Interaction of forming temperature and grain size effect in micro/meso-scale plastic deformation of nickel-base superalloy

In high temperature meso/micro plastic forming process, material yield and deformation are quite different from those at atmospheric temperature. The flow stress decreases quite obviously by the raise of forming temperature and is also modified by the change of inner grain numbers. Moreover, the traditional micro-forming theory is often crippled or rendered totally inefficient under thermal condition due to the interacted effects. To explore the coupled effect of grain size and deformation temperature on thermally-aided meso/micro-scale plastic deformation, uniaxial tensile tests of Inconel 718 sheets with different inner grain sizes are performed at diverse temperatures. The experimental results reveal that both yield stress and flow stress decrease with the increasing particle size and temperature. A strong grain size effect emerges at atmospheric temperature, while decays with the increase of deformation temperature.

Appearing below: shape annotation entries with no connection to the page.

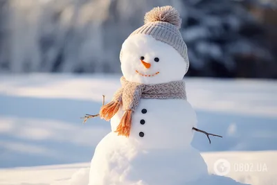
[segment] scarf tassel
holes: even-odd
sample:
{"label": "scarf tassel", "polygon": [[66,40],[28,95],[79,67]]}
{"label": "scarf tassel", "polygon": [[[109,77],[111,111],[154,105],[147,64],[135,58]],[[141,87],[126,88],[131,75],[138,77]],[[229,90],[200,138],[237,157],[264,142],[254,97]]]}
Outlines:
{"label": "scarf tassel", "polygon": [[132,123],[132,110],[127,110],[124,113],[120,123],[117,126],[115,132],[118,133],[118,136],[125,136],[129,137]]}
{"label": "scarf tassel", "polygon": [[118,102],[111,101],[102,106],[99,114],[101,118],[109,121],[118,111],[120,104]]}

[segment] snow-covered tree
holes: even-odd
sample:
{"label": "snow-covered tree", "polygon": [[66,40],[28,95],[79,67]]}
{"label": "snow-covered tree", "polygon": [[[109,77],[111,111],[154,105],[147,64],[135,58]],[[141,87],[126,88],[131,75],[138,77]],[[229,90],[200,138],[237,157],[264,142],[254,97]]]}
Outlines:
{"label": "snow-covered tree", "polygon": [[171,5],[183,18],[188,76],[276,77],[266,29],[239,2],[1,0],[0,71],[120,73],[123,41],[145,12]]}
{"label": "snow-covered tree", "polygon": [[240,2],[184,0],[184,3],[186,16],[183,36],[189,49],[190,75],[274,76],[271,69],[277,67],[277,62],[266,48],[266,30]]}

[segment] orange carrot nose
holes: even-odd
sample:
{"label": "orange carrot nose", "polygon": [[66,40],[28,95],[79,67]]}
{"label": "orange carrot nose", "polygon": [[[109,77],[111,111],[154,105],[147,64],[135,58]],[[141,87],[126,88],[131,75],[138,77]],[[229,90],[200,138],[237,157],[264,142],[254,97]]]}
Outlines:
{"label": "orange carrot nose", "polygon": [[151,64],[148,63],[148,62],[144,62],[144,61],[142,60],[141,60],[141,63],[143,63],[143,64],[144,65],[145,67],[146,67],[147,69],[150,68]]}

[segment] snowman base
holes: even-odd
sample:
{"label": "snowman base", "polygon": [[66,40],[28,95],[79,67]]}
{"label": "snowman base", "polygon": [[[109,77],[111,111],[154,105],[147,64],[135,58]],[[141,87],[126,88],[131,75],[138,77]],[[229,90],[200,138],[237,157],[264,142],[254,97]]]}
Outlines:
{"label": "snowman base", "polygon": [[89,185],[183,185],[208,175],[205,161],[191,146],[143,149],[111,132],[96,147]]}

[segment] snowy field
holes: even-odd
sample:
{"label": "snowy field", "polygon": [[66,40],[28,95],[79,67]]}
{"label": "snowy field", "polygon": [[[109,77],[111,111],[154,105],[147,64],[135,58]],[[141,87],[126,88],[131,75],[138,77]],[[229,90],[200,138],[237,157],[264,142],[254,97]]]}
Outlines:
{"label": "snowy field", "polygon": [[[80,117],[97,113],[102,95],[110,100],[119,78],[0,76],[0,184],[84,185],[73,182],[87,181],[94,148],[110,125],[98,118],[83,125]],[[225,172],[229,164],[227,177],[277,185],[277,81],[185,81],[198,127],[223,136],[211,138],[210,145],[205,135],[195,134],[193,146],[210,173],[216,173],[215,163],[224,159],[216,167]]]}

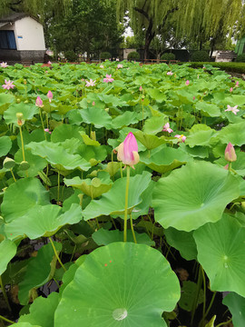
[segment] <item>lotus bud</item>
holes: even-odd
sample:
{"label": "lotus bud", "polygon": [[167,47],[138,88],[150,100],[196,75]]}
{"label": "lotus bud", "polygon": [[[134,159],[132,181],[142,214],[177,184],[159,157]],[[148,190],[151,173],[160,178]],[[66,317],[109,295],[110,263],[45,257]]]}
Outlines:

In addition, an exponential relationship between intercept stress and deformation temperature is established at specific strain level, while the slope decreases with the increasing temperature as well as the deformation strain level, which could be interpreted by the dislocation theory and the grain boundary strengthening effect. Furthermore, a modified Zerilli-Armstrong model is proposed to describe the flow stress considering the deformation temperature and grain size simultaneously. The research thus provides an in-depth understanding of the interactive effect of deformation temperature and material microstructure in meso/micro-scale plastic deformation.